After 1000 ms, I have assumed that the machine will have flipped Calvin to the desired new position. This
timer serves a trigger input for the T-Shirt dressing process. It also switches OFF the previous “Trouser
dressing” process.
- Below I have highlighted the series of steps:
1. Initially give the start at input 1. Springing process X1 (output 0) starts.
2. Then give the Door Y1 at input 2. 1 second later t-shirt removing process (output 1) comes ON.
Output 0 goes OFF.
3. Then give the flip-table Y2 at input 3. 1 second later trouser removing process (output 2) comes ON.
Output 1 goes OFF.
4. Then give the Present in shower at input 4. The shower ready process (output 3) comes ON for 15
sec. Output 2 goes OFF.
5. After this the triumphant music plays (output 4) for 3 sec and output 3 goes OFF.

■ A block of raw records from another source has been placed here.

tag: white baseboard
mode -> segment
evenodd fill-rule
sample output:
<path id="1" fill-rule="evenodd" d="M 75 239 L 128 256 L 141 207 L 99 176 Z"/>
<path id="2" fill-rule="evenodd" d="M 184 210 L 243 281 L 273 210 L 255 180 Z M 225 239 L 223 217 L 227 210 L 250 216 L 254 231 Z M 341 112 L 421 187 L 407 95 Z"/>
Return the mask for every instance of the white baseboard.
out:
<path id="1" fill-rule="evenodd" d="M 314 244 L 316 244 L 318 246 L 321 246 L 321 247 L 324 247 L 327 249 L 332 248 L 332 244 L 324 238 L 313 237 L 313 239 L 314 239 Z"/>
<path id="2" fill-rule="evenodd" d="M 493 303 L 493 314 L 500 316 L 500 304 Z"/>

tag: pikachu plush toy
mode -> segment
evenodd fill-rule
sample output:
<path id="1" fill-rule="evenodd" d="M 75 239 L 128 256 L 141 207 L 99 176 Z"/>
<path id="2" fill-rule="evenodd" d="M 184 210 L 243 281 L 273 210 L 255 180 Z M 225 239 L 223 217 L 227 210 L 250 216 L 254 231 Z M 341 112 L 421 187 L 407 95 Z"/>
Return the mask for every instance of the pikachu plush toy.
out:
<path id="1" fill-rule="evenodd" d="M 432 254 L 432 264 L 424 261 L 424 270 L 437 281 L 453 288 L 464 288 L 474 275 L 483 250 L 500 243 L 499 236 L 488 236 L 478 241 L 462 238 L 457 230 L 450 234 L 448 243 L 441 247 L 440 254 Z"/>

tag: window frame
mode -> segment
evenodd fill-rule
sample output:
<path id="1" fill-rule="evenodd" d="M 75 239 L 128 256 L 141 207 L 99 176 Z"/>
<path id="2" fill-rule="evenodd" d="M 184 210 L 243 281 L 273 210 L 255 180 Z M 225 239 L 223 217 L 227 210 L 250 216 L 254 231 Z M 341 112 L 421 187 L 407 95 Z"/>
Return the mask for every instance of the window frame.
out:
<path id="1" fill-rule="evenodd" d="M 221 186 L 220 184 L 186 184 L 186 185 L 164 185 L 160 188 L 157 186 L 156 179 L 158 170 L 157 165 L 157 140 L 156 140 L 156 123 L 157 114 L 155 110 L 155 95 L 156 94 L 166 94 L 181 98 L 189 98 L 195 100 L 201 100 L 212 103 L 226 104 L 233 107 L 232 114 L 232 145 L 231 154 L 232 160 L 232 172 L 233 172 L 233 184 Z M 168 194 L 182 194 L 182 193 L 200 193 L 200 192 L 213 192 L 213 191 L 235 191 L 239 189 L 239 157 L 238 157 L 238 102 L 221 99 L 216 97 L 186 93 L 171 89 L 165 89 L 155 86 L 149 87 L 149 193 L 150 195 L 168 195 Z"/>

6. Then give the dropping-door at input 5. The trouser dressing process (output 5) comes ON. Output 4
goes OFF.
7. One second later body flipping process output 6 comes ON and the output 5 goes OFF. After 1 sec,
the process is completed and the output 6 goes OFF.
8. After this, the T-shirt dressing process (output 7) comes ON for 3 sec and then goes OFF. The counter
then increments by 1.
- At any time, if the Emergency stop (input 0) is pressed, the Emergency Stop light 8 comes ON and all processes
are stopped.
- If the counter reaches 5, the output light 9 comes ON asking to reset the system.
- Anytime the Reset button (input 6) is pressed, all processes come to their default initial position, i.e. stopped
position and all timers and counters get reset. The emergency light, if ON, goes OFF.
3. ISE 716 Prafulla Kumar Shahi
Semester Project Phase I 16-Apr-15
- As Emergency stop is no longer ON after Reset button is pressed, I have used the Emergency stop like a virtual
push-button. It may not be so in its physical application. To stop the system again in Emergency stop mode,
press the Emergency stop button (input 0) so as to bring a 0-1 transition of input 0.
- To start the system after one run or after pressing the Reset button, press the Start button (input 1) so as to
bring a 0-1 transition of input 1.
- All inputs have to be transitioned from 0-1 in order to be trigger their following events.
Running the ladder logic:
1. The Emulator is to be placed in Slot 1.
2. 1756-MODULE simulator_card is to be placed in Slot 2.
3. On starting simulation in test mode, all lights are off. Press the Start button to start the simulation and apply
different inputs depending on the situation to get different outputs.
4. Press the Emergency Stop to stop all processes and reset button to remove the emergency stop.